Chunked Processing¶

When files are too large to fit in memory, chunked processing allows you to work with data in smaller pieces. This is essential for handling datasets larger than available RAM.

The Memory Problem¶

import pandas as pd

# This will fail if the file is larger than RAM
# df = pd.read_csv('huge_file.csv')  # MemoryError!

Solution: chunksize Parameter¶

The chunksize parameter returns an iterator that yields DataFrames of the specified size.

# Process in chunks of 100,000 rows
chunk_iter = pd.read_csv('huge_file.csv', chunksize=100_000)

for chunk in chunk_iter:
    # Process each chunk
    process(chunk)

Common Chunked Processing Patterns¶

Pattern 1: Aggregation¶

Compute statistics that can be combined across chunks.

# Calculate mean of a column
total_sum = 0
total_count = 0

for chunk in pd.read_csv('data.csv', chunksize=100_000):
    total_sum += chunk['value'].sum()
    total_count += len(chunk)

mean_value = total_sum / total_count
print(f"Mean: {mean_value}")

Pattern 2: Filtering and Collecting¶

Filter rows and collect matching results.

# Find all rows matching a condition
results = []

for chunk in pd.read_csv('data.csv', chunksize=100_000):
    filtered = chunk[chunk['category'] == 'target']
    results.append(filtered)

# Combine results
df_filtered = pd.concat(results, ignore_index=True)
print(f"Found {len(df_filtered)} matching rows")

Pattern 3: GroupBy Aggregation¶

Compute grouped statistics across chunks.

from collections import defaultdict

# Track sums and counts per group
group_sums = defaultdict(float)
group_counts = defaultdict(int)

for chunk in pd.read_csv('data.csv', chunksize=100_000):
    grouped = chunk.groupby('category')['value'].agg(['sum', 'count'])
    for category, row in grouped.iterrows():
        group_sums[category] += row['sum']
        group_counts[category] += row['count']

# Calculate final means
group_means = {k: group_sums[k] / group_counts[k] for k in group_sums}
print(group_means)

Pattern 4: Transform and Write¶

Process each chunk and write to output.

# Transform and write in chunks
first_chunk = True

for chunk in pd.read_csv('input.csv', chunksize=100_000):
    # Transform
    chunk['new_column'] = chunk['value'] * 2
    chunk['category'] = chunk['category'].str.upper()

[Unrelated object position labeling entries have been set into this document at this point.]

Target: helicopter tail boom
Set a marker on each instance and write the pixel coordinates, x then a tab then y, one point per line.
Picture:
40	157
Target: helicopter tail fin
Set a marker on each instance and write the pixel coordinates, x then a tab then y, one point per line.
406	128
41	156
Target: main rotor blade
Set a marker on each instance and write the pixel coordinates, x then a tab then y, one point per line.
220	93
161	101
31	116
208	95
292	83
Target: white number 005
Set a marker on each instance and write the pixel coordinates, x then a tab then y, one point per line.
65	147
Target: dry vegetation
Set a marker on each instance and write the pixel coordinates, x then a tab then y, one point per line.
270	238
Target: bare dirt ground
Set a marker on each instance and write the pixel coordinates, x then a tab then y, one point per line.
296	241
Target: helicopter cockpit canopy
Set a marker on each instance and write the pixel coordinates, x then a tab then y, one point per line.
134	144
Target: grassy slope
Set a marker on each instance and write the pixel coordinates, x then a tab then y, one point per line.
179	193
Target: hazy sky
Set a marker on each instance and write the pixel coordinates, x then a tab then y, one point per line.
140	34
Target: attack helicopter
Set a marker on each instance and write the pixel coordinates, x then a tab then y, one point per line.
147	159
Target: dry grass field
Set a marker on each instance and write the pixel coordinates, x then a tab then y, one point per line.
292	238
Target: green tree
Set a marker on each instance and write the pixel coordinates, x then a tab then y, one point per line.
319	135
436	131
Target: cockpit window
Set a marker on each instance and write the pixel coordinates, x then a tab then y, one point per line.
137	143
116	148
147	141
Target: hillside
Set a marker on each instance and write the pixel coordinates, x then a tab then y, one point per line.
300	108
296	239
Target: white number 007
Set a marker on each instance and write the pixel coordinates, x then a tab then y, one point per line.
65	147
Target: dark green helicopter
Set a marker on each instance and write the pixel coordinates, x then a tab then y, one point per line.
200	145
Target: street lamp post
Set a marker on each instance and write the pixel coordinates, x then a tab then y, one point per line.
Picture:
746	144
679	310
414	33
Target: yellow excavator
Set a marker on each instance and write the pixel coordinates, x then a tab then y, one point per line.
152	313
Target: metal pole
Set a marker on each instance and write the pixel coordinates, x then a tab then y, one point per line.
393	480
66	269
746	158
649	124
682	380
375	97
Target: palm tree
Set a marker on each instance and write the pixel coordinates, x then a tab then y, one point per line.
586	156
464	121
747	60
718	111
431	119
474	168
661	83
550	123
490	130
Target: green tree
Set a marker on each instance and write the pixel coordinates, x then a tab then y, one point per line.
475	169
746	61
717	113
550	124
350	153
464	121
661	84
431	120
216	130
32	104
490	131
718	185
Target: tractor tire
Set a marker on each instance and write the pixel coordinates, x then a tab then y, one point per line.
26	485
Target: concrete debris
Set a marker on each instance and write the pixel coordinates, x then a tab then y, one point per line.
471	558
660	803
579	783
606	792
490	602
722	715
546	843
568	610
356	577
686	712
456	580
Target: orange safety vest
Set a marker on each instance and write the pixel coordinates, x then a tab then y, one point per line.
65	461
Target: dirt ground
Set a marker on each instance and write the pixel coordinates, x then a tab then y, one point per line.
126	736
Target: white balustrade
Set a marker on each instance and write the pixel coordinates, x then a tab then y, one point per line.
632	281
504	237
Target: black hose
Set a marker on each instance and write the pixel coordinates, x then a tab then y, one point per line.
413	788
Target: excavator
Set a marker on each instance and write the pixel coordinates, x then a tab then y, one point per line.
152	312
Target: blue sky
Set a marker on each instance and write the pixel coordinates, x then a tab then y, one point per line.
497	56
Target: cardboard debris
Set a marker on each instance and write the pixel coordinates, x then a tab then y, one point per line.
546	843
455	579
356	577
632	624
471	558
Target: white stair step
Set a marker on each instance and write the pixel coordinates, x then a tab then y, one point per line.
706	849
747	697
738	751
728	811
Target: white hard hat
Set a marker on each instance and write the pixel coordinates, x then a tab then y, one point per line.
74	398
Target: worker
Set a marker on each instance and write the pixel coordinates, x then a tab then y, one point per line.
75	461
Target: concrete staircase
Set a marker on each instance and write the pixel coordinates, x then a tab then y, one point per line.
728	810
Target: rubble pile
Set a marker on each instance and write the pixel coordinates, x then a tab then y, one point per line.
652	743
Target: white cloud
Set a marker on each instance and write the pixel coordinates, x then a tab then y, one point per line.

    # Write (append mode after first chunk)
    if first_chunk:
        chunk.to_csv('output.csv', index=False)
        first_chunk = False
    else:
        chunk.to_csv('output.csv', mode='a', header=False, index=False)

Pattern 5: Sample from Large File¶

Extract a random sample without loading entire file.

import random

# Reservoir sampling
sample_size = 10000
sample = []
n_seen = 0

for chunk in pd.read_csv('huge_file.csv', chunksize=100_000):
    for idx, row in chunk.iterrows():
        n_seen += 1
        if len(sample) < sample_size:
            sample.append(row)
        else:
            # Randomly replace with decreasing probability
            j = random.randint(0, n_seen - 1)
            if j < sample_size:
                sample[j] = row

df_sample = pd.DataFrame(sample)

Choosing Chunk Size¶

Factor	Smaller Chunks	Larger Chunks
Memory usage	Lower	Higher
Overhead	Higher	Lower
Processing speed	Slower	Faster

Guidelines: - Start with 100,000 rows - Adjust based on column count and types - Monitor memory during processing - Larger chunks = fewer iterations = faster

# Estimate chunk size based on available memory
import psutil

def estimate_chunk_size(filepath, memory_fraction=0.1):
    """Estimate optimal chunk size."""
    available_memory = psutil.virtual_memory().available
    target_memory = available_memory * memory_fraction

    # Read small sample to estimate row size
    sample = pd.read_csv(filepath, nrows=1000)
    row_memory = sample.memory_usage(deep=True).sum() / 1000

    chunk_size = int(target_memory / row_memory)
    return max(10000, min(chunk_size, 1000000))  # Between 10K and 1M

Processing with Progress¶

Track progress through large files.

from tqdm import tqdm
import os

def count_lines(filepath):
    """Count lines in file (fast)."""
    with open(filepath, 'rb') as f:
        return sum(1 for _ in f)

filepath = 'huge_file.csv'
total_lines = count_lines(filepath) - 1  # Exclude header
chunk_size = 100_000

# Process with progress bar
with tqdm(total=total_lines, desc="Processing") as pbar:
    for chunk in pd.read_csv(filepath, chunksize=chunk_size):
        # Process chunk
        process(chunk)
        pbar.update(len(chunk))

Combining with dtype Optimization¶

Optimize memory within each chunk.

# Specify dtypes to reduce memory per chunk
dtypes = {
    'id': 'int32',
    'value': 'float32',
    'category': 'category'
}

for chunk in pd.read_csv('data.csv', chunksize=100_000, dtype=dtypes):
    # Chunk is already memory-optimized
    process(chunk)

Practical Example: Log File Analysis¶

# Analyze large web server logs
from collections import Counter

# Track statistics
status_counts = Counter()
total_bytes = 0
request_count = 0

for chunk in pd.read_csv('access_log.csv', chunksize=100_000):
    # Update status code counts
    status_counts.update(chunk['status_code'].value_counts().to_dict())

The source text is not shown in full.